How NUMA configuration affects VM performance

 

In my last blog, we discussed about Virtual Sockets, Virtual Cores, Guest OS socket limitations & how VMware addresses these limitations in vSphere Environment.

Let me ask you same question again posted in my last blog:

Question:
Below are the setup details:

ESX Server configuration is : 2 Socket * 2 Core per Socket
VM1 Configuration is : 1 Socket * 4 Core Per Socket
VM2 Configuration is : 4 Socket * 1 Core Per Socket
Here Assumption is: VMs doesn’t have any Socket Limitations?
Both the VMs are running CPU & Memory intensive workloads.

The question is which VM will perform better and why?

Answer: Assuming you all guessed correctly based on our earlier discussion, Both VMs will perform equally. In other words, no of sockets & no of cores allocation doesn’t impact VM performance at all. There is no performance impact using virtual sockets or virtual cores.

Why VM performance doesn’t get impacted with virtual socket or core allocation:

VM remains intact because of the power of abstraction layer. Virtual Socket and Virtual Core are logical entities defined by VMkernel for vCPU configuration at VM level. When we run a operating system, Guest OS detects hardware layout within Virtual Machine like no of socket and core available at Guest OS level & it schedules instructions accordingly. For ex, In case of Guest OS socket limitations, it will try to exercise more no of cores rather than using more sockets.

As I said, the scope of virtual sockets and virtual core is only at Guest OS level. The VMkernel schedules a VMM process for every vCPU assigned to Virtual Machine.
The vCPU configuration from VMKernel perspective is sum = core * number of sockets. For ex: in above scenario, VM1 would require = 1 * 4 = 4 vCPUs
VM2 would requires = 4 * 1 = 4 vCPUs
In Conclusion, from VMkernel perspective, both the VMs requires equal amount of vCPUs regardless of no of socket or no of cores per socket allocated to Virtual Machine.

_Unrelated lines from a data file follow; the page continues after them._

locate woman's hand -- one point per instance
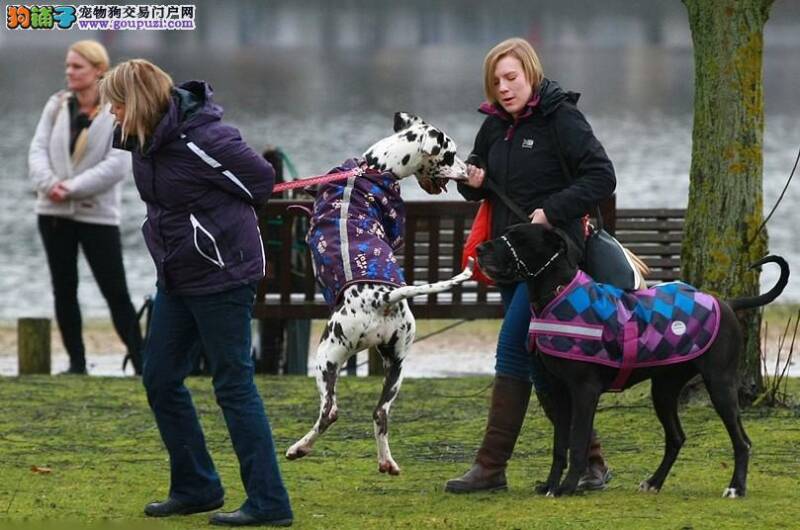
(538, 217)
(475, 176)
(58, 193)
(432, 186)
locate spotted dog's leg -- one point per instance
(332, 352)
(393, 351)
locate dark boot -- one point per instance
(510, 399)
(548, 405)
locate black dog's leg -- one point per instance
(722, 391)
(665, 392)
(563, 410)
(584, 396)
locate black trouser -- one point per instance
(102, 247)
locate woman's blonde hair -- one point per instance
(92, 51)
(520, 49)
(144, 89)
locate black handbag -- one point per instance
(604, 259)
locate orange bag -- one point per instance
(481, 231)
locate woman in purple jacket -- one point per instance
(200, 183)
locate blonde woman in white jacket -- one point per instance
(77, 175)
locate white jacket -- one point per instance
(94, 183)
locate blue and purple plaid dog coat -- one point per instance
(594, 322)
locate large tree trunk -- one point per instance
(725, 206)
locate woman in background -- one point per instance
(77, 176)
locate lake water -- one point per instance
(323, 83)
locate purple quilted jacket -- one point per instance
(200, 182)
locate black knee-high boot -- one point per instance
(510, 398)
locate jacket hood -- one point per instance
(190, 106)
(548, 98)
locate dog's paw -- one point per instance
(731, 493)
(297, 451)
(645, 486)
(389, 466)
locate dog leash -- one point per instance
(321, 179)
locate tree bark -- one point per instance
(33, 346)
(725, 206)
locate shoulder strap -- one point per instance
(494, 188)
(551, 125)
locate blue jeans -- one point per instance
(222, 321)
(513, 358)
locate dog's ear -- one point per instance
(566, 243)
(435, 141)
(404, 120)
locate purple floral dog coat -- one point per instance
(356, 227)
(594, 322)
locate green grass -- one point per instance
(99, 439)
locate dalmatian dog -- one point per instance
(356, 228)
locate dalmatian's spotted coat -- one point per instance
(376, 316)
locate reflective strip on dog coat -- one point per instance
(356, 227)
(593, 322)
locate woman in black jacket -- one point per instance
(529, 120)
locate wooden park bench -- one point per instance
(434, 238)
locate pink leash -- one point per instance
(322, 179)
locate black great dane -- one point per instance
(593, 338)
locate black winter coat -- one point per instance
(521, 158)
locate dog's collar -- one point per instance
(520, 265)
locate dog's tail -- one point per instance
(769, 296)
(409, 291)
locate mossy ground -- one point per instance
(99, 440)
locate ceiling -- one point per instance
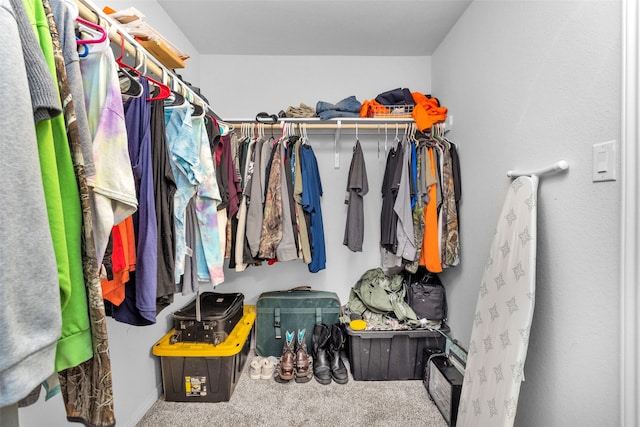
(315, 27)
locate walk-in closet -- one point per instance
(525, 84)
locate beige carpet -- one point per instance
(268, 403)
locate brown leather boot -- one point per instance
(320, 347)
(286, 368)
(304, 373)
(336, 342)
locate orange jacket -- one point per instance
(427, 111)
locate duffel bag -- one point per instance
(426, 295)
(290, 310)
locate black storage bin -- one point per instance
(390, 355)
(219, 314)
(200, 372)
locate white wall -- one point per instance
(242, 86)
(530, 83)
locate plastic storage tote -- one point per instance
(390, 355)
(200, 372)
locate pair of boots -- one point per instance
(295, 363)
(327, 343)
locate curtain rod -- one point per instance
(558, 166)
(92, 13)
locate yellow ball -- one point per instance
(358, 325)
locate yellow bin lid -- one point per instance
(231, 346)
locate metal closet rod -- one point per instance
(361, 124)
(91, 12)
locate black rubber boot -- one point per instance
(338, 370)
(304, 371)
(286, 368)
(320, 344)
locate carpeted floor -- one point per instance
(268, 403)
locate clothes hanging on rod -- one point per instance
(89, 12)
(421, 191)
(357, 188)
(273, 221)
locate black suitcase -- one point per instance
(209, 318)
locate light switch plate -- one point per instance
(604, 161)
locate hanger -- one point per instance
(176, 99)
(164, 90)
(198, 110)
(85, 50)
(101, 32)
(305, 136)
(128, 77)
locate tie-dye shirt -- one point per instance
(114, 194)
(209, 252)
(184, 157)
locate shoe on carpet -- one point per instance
(255, 368)
(267, 369)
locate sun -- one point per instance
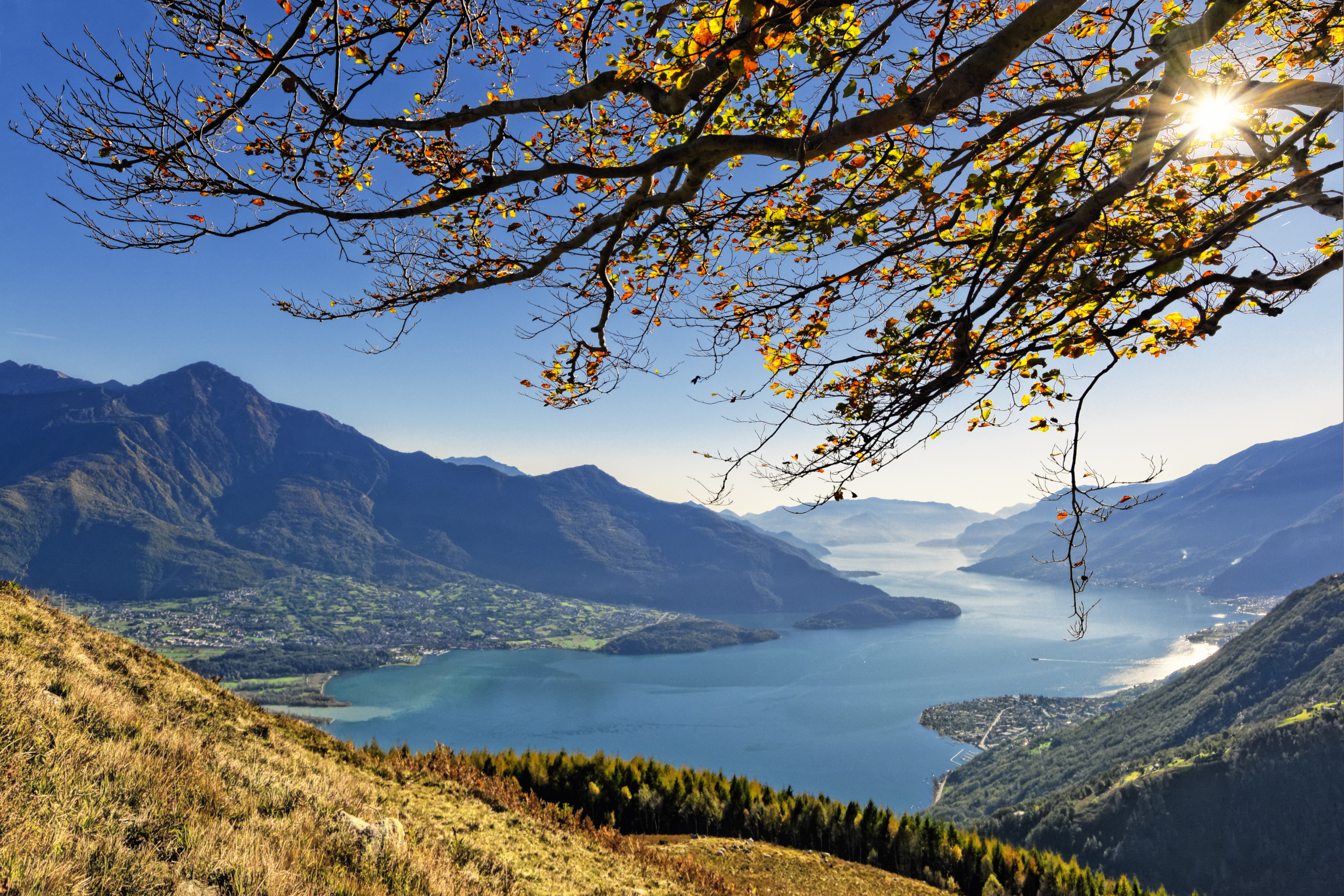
(1214, 115)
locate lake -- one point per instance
(822, 711)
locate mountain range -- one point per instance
(1226, 780)
(868, 522)
(194, 483)
(1265, 520)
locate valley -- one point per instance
(994, 722)
(330, 610)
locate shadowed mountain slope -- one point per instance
(1292, 657)
(196, 483)
(1265, 520)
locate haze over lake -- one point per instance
(821, 711)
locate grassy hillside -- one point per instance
(128, 774)
(1292, 657)
(1247, 812)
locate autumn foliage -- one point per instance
(920, 214)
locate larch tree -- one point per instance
(921, 214)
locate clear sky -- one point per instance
(452, 388)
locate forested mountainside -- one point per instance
(163, 782)
(1291, 659)
(1265, 520)
(1248, 812)
(194, 483)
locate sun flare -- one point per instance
(1214, 116)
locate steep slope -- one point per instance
(485, 461)
(1277, 503)
(1308, 549)
(869, 522)
(194, 483)
(128, 774)
(30, 379)
(1292, 657)
(1247, 812)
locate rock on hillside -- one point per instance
(686, 636)
(194, 483)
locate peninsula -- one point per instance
(874, 613)
(686, 636)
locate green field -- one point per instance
(321, 609)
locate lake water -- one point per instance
(823, 711)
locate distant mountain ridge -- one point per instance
(485, 461)
(1291, 659)
(869, 522)
(194, 483)
(1265, 520)
(1228, 780)
(30, 379)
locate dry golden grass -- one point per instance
(123, 773)
(765, 870)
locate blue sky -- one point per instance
(452, 388)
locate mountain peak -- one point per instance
(485, 461)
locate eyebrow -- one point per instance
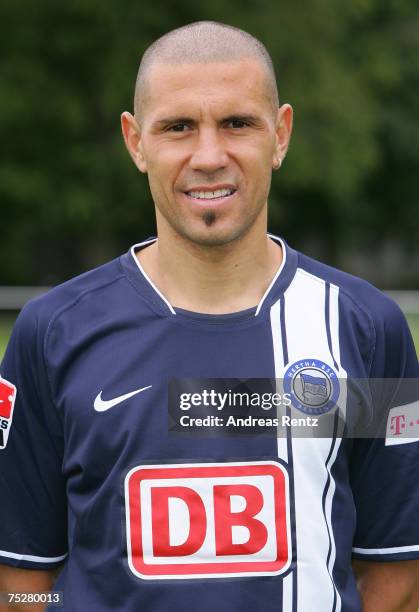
(166, 121)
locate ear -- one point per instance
(283, 129)
(132, 137)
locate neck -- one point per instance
(214, 280)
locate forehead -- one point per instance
(227, 86)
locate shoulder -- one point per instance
(370, 315)
(354, 291)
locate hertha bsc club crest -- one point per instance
(313, 386)
(7, 402)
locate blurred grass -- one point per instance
(6, 323)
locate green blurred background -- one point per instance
(348, 192)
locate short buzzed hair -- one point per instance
(204, 42)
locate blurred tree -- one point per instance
(71, 198)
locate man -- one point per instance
(93, 483)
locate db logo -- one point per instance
(207, 520)
(7, 401)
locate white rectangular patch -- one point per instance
(403, 424)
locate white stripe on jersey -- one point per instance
(10, 555)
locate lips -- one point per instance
(210, 194)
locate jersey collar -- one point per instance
(144, 284)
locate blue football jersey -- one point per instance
(141, 519)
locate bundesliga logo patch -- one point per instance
(208, 520)
(7, 402)
(312, 385)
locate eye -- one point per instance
(178, 127)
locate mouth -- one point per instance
(206, 196)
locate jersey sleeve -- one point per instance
(33, 519)
(385, 475)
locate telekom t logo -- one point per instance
(207, 520)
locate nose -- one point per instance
(209, 153)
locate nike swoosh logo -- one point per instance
(100, 405)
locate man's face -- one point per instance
(208, 138)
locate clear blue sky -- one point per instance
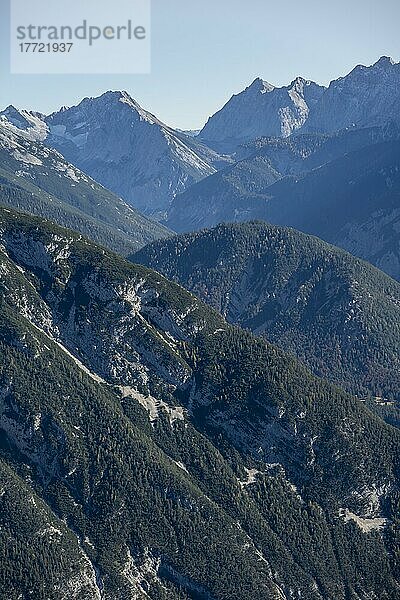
(203, 51)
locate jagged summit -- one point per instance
(385, 61)
(368, 96)
(262, 110)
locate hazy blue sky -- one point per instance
(204, 51)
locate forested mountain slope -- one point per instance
(337, 313)
(151, 450)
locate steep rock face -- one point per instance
(262, 110)
(207, 463)
(39, 180)
(128, 150)
(367, 96)
(241, 191)
(339, 315)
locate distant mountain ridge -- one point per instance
(125, 148)
(39, 180)
(262, 110)
(151, 450)
(366, 97)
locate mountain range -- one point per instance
(123, 147)
(366, 97)
(338, 314)
(212, 414)
(151, 450)
(39, 180)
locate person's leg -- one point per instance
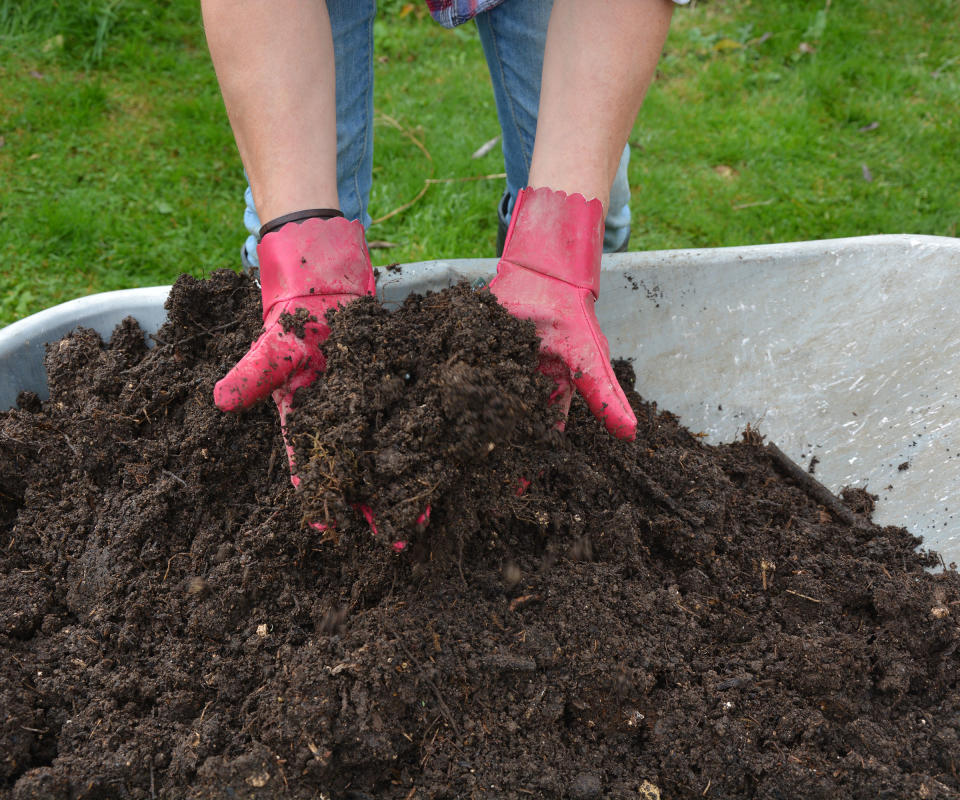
(351, 23)
(598, 65)
(513, 36)
(616, 233)
(274, 62)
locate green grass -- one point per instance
(117, 167)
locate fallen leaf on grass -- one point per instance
(485, 148)
(725, 45)
(53, 43)
(725, 171)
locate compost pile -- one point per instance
(580, 617)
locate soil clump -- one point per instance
(532, 614)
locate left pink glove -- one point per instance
(306, 268)
(550, 274)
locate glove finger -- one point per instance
(556, 369)
(267, 366)
(593, 375)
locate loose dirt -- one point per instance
(579, 617)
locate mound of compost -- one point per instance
(531, 614)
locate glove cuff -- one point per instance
(557, 235)
(314, 257)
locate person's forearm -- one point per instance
(600, 59)
(274, 61)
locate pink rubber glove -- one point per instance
(550, 274)
(306, 268)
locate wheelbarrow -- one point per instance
(842, 352)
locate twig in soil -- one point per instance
(658, 493)
(814, 488)
(445, 710)
(804, 596)
(177, 478)
(526, 599)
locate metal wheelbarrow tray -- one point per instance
(842, 352)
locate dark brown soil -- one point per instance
(659, 618)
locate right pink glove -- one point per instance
(306, 268)
(550, 274)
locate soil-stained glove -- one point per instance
(306, 268)
(550, 274)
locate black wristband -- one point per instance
(299, 216)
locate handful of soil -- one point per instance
(658, 618)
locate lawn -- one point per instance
(770, 121)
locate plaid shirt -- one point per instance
(451, 13)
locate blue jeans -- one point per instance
(513, 35)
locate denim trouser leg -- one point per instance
(352, 24)
(513, 36)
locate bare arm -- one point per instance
(274, 61)
(600, 59)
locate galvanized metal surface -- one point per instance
(842, 350)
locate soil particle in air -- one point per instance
(580, 617)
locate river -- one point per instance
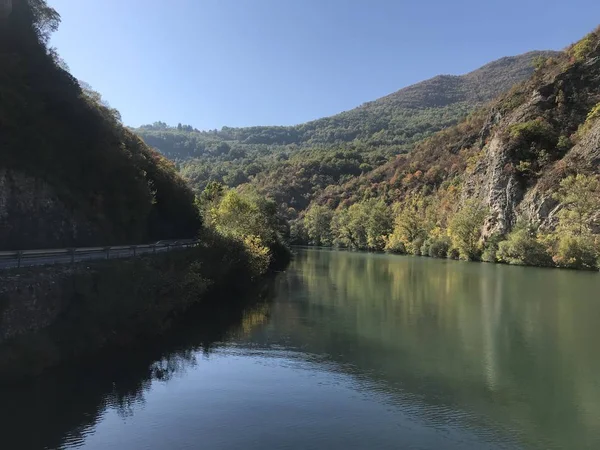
(345, 351)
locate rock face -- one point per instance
(33, 217)
(522, 159)
(5, 8)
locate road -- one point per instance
(31, 258)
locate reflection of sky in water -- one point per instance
(282, 401)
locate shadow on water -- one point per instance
(65, 405)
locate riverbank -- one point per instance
(54, 314)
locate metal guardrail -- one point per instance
(30, 258)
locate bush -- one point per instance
(414, 247)
(453, 253)
(437, 247)
(576, 252)
(523, 248)
(490, 250)
(395, 245)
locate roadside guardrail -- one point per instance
(29, 258)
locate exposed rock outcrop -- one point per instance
(33, 216)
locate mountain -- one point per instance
(518, 181)
(293, 164)
(70, 173)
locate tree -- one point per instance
(379, 223)
(465, 229)
(409, 225)
(580, 199)
(317, 222)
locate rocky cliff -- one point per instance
(32, 215)
(512, 154)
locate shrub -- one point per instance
(576, 252)
(465, 229)
(414, 247)
(437, 247)
(395, 245)
(490, 250)
(523, 248)
(453, 253)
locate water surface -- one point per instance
(348, 351)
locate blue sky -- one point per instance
(212, 63)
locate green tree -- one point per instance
(317, 223)
(465, 229)
(409, 226)
(580, 199)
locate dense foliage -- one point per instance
(293, 165)
(55, 128)
(249, 220)
(421, 203)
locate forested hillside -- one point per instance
(293, 164)
(70, 172)
(516, 182)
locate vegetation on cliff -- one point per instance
(516, 182)
(55, 129)
(292, 165)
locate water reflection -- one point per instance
(514, 348)
(348, 350)
(63, 408)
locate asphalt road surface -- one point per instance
(31, 258)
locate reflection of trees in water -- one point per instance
(514, 345)
(66, 404)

Virtual Sockets & Virtual Core scope is limited to Guest OS level. At VMKernel level, Total no of sockets & Cores gets translated into no of vCPUs which gets mapped to Physical CPUs done by CPU scheduler.

Let’s explore the example of 2 virtual socket 2 virtual core configuration

virtualSocketVirtualCore

The light blue box shows the configuration the virtual machine presents to the guest OS. When a CPU instruction leaves the virtual machine it get picked up the Vmkernel. For each vCPU the VMkernel schedules a VMM world. When a CPU instruction leaves the virtual machine it gets picked up by a vCPU VMM world. Socket configurations are transparent for the VMkernel

There is another tweak in the story, If your VM is configured with 8 vCPUs or greater than that in such cases, no of virtual sockets will impact Virtual Machine Performance because of vNUMA gets activated.

 Again, if VM is configured with more than 8 vCPUs then by default in vSphere 5.0, vNUMA gets activated and VMkernel presents Physical NUMA topology like NUMA client and NUMA node directly to Guest OS for better scheduling decision in the Guest OS. In vSphere 5.0, vNUMA is enabled by default on VMs greater than 8 vCPUs.

In such vNUMA scenarios, Virtual Machine performance directly depends on No of Sockets presents in the Guest OS. It is because NUMA node creation happens on the basis of no of sockets populated to Operating Systems. More Sockets more NUMA nodes and more NUMA nodes means better performance.

Let’s Deep-Dive into NUMA Architecture Concepts.

 

WHAT IS NUMA?

Definition from WikiPedia:
“Non-Uniform Memory Access (NUMA) is a computer memory design used in multiprocessing, where the memory access time depends on the memory location relative to a processor. Under NUMA, a processor can access its own local memory faster than non-local memory, that is, memory local to another processor or memory shared between processors.”

NUMA architecture is a shared memory architecture that describes the placement of main memory modules with respect to processors in a multiprocessor system.

“Ignorance of NUMA can result in a applicaton performance issues”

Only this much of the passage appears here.